Russia orders troop pullback but keeps weapons near Ukraine

MOSCOW, Russia (AP) — Russia’s defence minister yesterday ordered troops back to their permanent bases following massive drills amid tensions with Ukraine, but said they should leave their weapons behind in western Russia for another exercise later this year.

Ukrainian President Volodymyr Zelenskyy welcomed the Russian pullback along the country’s border.

After watching the drills, Russian Defence Minister Sergei Shoigu declared the maneuvers in Crimea and wide swathes of western Russia over, and ordered the military to pull the troops that took part in them back to their permanent bases.

“I consider the goals of the snap check of readiness fulfilled,” Shoigu said. “The troops have shown their capability to defend the country and I decided to complete the drills in the south and western military districts.”

Shoigu said the troops should return to their bases by May 1, but he ordered their heavy weapons kept in western Russia for another massive military exercise. The weapons were remaining at the Pogonovo firing range in the south-western Voronezh region, 160 kilometres (100 miles) east of the border with Ukraine.

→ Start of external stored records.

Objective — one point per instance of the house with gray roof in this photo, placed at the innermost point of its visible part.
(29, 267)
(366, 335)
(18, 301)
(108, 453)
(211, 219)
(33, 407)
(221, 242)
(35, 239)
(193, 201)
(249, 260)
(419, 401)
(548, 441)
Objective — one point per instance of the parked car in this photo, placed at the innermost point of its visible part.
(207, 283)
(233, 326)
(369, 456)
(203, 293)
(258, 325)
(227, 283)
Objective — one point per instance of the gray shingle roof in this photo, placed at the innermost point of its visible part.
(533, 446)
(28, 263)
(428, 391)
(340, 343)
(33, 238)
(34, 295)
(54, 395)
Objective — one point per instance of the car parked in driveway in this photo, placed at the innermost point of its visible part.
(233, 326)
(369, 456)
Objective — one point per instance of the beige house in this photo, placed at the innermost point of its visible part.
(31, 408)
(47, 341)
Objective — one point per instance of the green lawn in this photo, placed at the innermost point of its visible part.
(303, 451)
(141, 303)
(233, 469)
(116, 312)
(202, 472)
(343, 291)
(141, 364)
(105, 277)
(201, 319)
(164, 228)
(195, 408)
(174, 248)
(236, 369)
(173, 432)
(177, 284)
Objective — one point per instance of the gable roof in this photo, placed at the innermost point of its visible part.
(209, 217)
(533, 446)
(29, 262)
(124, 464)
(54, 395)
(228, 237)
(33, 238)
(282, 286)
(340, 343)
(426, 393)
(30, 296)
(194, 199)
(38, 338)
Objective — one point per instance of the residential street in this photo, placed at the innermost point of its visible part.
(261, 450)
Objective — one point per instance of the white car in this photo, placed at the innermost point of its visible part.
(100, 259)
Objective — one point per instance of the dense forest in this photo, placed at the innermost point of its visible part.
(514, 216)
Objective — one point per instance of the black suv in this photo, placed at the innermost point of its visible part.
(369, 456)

The Russian troop build-up near Ukraine that came amid increasing violations of a ceasefire in war-torn eastern Ukraine raised concerns in the West, which urged the Kremlin to pull its forces back.

A Ukrainian soldier was killed yesterday by separatist fire in the east, bringing the number of Ukrainian troops killed this year to 32.

The US and North Atlantic Treaty Organization (NATO) have said the Russian build-up near Ukraine was the largest since 2014, when Russia annexed Crimea and threw its support behind separatists in Ukraine’s eastern industrial heartland of Donbas.

Ukraine’s president applauded the Russian troops’ pullback.

“The reduction of troops on our border proportionally reduces tension,” Zelenskyy said on Twitter. He noted that Ukraine remains vigilant but “welcomes any steps to decrease the military presence and de-escalate the situation in Donbas”.

Earlier this week, Zelenskyy offered to meet Russian President Vladimir Putin in Donbas to defuse tensions.

Putin responded in televised remarks yesterday, saying if the Ukrainian leadership wants to settle the conflict in Donbas, it should first engage in talks with separatist leaders there and only after that discuss it with Russia. If Zelenskyy wants to discuss normalising ties with Russia, he’s welcome to come to Moscow, the Russian leader said.

The Russian military hasn’t reported the number of additional troops that had been moved to Crimea and parts of south-western Russia near Ukraine, and it wasn’t immediately clear from Shoigu’s statement if all of them will now be pulled back.

The Russian Defence Ministry said the maneuvers in Crimea involved more than 60 ships, over 10,000 troops, around 200 aircraft and about 1,200 military vehicles.

The exercise featured the landing of more than 2,000 paratroopers and 60 military vehicles yesterday. Fighter jets covered the airborne operation.

Shoigu flew in a helicopter over the Opuk firing range in Crimea to oversee the exercise. He later declared the drills over, but ordered the military to stand ready to respond to any “adverse developments” during NATO’s Defender Europe 2021 exercise. The NATO drills began in March and are to last until June.

“NATO has significantly intensified its military activities in the region,” Shoigu said. “Intelligence gathering has increased and the intensity and scope of operational training has been growing. One of the alliance’s main coalition groups is being deployed in the Black Sea region.”